Always a bit worrying when I see a spike in views on a blog that is now half-extinct.

A couple days ago there were 66 views on my blog, almost all of them from the UK.

I immediately wonder, who’s there and why? And what the brief but intense spike in activity actually meant?

Part of the reason I’ve kept this blog going is because this corner of the Internet is quiet. But I know how easy it is to attract too much of the wrong kind of attention. At any rate my need to talk about these things is not so great that I’d press on any further if I were becoming some kind of side show. I said pretty much all I needed to say about the topics involved and the event I wanted to get closure with never materialized, so it’s no big loss to me if I have to call it done. I guess I’m only keeping this alive out of some hope that I will get to Flanders after all.

It’s Official…

I’m in a polyamorous relationship with my husband and now a girlfriend, something I never thought would happen.

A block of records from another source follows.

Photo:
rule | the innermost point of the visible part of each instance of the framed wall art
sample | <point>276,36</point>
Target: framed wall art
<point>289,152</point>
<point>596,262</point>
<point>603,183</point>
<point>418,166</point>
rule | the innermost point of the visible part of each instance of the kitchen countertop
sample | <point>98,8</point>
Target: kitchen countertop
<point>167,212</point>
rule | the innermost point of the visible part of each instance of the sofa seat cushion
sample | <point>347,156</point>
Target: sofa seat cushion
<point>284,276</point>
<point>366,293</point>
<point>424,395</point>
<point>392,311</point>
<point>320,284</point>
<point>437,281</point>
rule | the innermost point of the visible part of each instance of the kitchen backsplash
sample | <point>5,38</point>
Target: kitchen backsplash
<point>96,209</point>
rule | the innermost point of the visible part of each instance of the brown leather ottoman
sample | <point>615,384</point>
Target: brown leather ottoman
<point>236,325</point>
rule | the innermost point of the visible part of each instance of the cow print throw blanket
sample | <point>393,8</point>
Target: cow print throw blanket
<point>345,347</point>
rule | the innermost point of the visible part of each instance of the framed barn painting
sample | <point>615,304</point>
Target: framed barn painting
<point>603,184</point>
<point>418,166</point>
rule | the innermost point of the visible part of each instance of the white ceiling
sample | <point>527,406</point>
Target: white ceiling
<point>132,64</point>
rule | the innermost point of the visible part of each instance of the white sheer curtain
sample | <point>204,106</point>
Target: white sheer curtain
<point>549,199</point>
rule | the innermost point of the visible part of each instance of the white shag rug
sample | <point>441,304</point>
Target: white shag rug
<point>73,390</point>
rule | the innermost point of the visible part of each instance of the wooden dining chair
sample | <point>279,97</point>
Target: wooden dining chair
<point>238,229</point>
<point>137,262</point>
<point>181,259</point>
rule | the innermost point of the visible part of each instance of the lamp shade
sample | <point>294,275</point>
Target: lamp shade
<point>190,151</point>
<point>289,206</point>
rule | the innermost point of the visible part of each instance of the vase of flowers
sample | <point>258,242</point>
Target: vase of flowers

It happened quite by accident too. The plan was to have a roommate, not a girlfriend. But we hit it off, things happened, and my husband warmed up to the idea when I made it clear I was not going to sacrifice his love for anything.

I guess it stands to reason, but this proves I’m at least somewhat bisexual. The intimacy she and I share is very different, though, and we both have strong inclinations toward men. Still, I find myself falling for her with little reservation. I see a lot of myself in her and she sees much of herself in me.

It’s funny, I often write books with characters stumbling into polyam relationships but never thought it would happen that way for me. I feel doubly blessed even if I’m still keeping it low-key for now.

Like my husband, I don’t think she and I crossed paths in another life. I strongly suspect (for reasons only she and I know) that her most recent lives were probably in Russia or Germany. If I was ever in Russia it was a very long time ago and I have no clear memory.

Frankly, I don’t care. I’m twice-lovestruck here and now and loving every minute.